Now the Greek words used for these two animals, bous and onos respectively, work like anthropos in that they do not specify the gender of the animal. All these words can be grammatically feminine (without changing the form of the noun) when referring to a specific female: onos is feminine in Matthew 21:2,7, but masculine in Luke 13:15; bous is also masculine here and, like anthropos, in every case in the New Testament where its gender is specified. However, again like anthropos, when used in generalisations onos and bous are masculine, but this should not be taken as specifying the gender of the animal.
Thus in Luke 13:15 the translation of onos as “donkey” is correct, as this word is gender generic in English. But the rendering of bous as “ox” is more questionable. First we need to clarify what is meant by “ox”. Here is the definition from answers.com:
n., pl. ox·en (ŏk‘sən).
- An adult castrated bull of the genus Bos, especially B. taurus, used chiefly as a draft animal.
- A bovine mammal.
[Middle English, from Old English oxa.]
Which definition did the TNIV translators have in mind? If the latter, then they are exegetically correct. But would it be normal language, among their target group of speakers of contemporary English, to refer to bulls and cows as oxen? I think not. The generic term in current use is “cattle” or “bovine”, or colloquially “cows” although as a country boy I find it strange, and a sign of city-dwellers’ ignorance, when male cattle are called cows.
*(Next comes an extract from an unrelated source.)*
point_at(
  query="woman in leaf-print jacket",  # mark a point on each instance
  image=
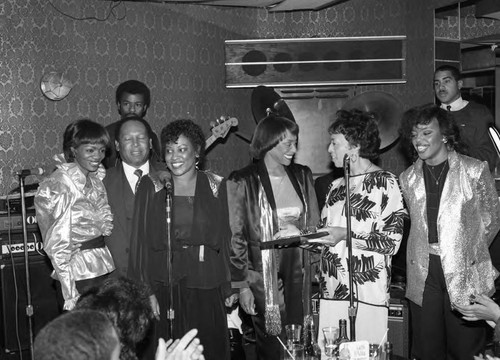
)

I would suggest that the word “ox” is more or less obsolete in modern English. If it is used at all, it is used in the rather specific sense 1 I quoted above, of an adult castrated male bovine. This is probably how it is understood by most Bible readers today who have any real understanding of the word.
So, I would suggest that TNIV, while being carefully gender generic about humans, has failed to follow the same principle when referring to cattle. To be consistent, it should drop “ox” in this verse and 14:5 and find an alternative gender generic rendering.
“Ox” can remain in 14:19, 1 Corinthians 9:9 and 1 Timothy 5:18 as these verses are about draft animals which in the cultural context probably would have been castrated males. But the cultural context in 13:15 is quite different. Here we have a person, probably an ordinary villager, who keeps one bovine and one donkey in a shed or courtyard and has to untie them to lead them to water. This is still common practice in the Middle East. And the bovine would normally have been a cow, a female – such families would have had little use for an ox but a cow would have been an important source of nutrition.
So in 13:15 I would actually suggest “cow”, as in The Message. I thought of “one of your cattle”, but that implies that the person has more than one whereas the text and the cultural context suggest the opposite. Thus “cow” is better. If anyone complains that “cow” is not gender generic, one can point them at this sense in the dictionary:
A domesticated bovine of either sex or any age.
But if a choice has to be made between a term with male connotations and one with female connotations, in this case of a comparison with a woman surely the more female word is preferable.
I hope no one thinks this is political correctness gone mad! My point is simply that translations need to be accurate. To use a gender specific term to translate a gender generic one, whether for humans or for animals, is inaccurate translation.
The ironic thing here is that in first century Palestine a cow, a female producing milk, was probably more valuable than an ox, a castrated male – at least to an ordinary village person. Jesus in his parable compares the woman to a cow, more valuable than an ox, or for that matter than the sheep of Matthew 12:12. Translators should not demean women by comparing them to something less than Jesus had in mind.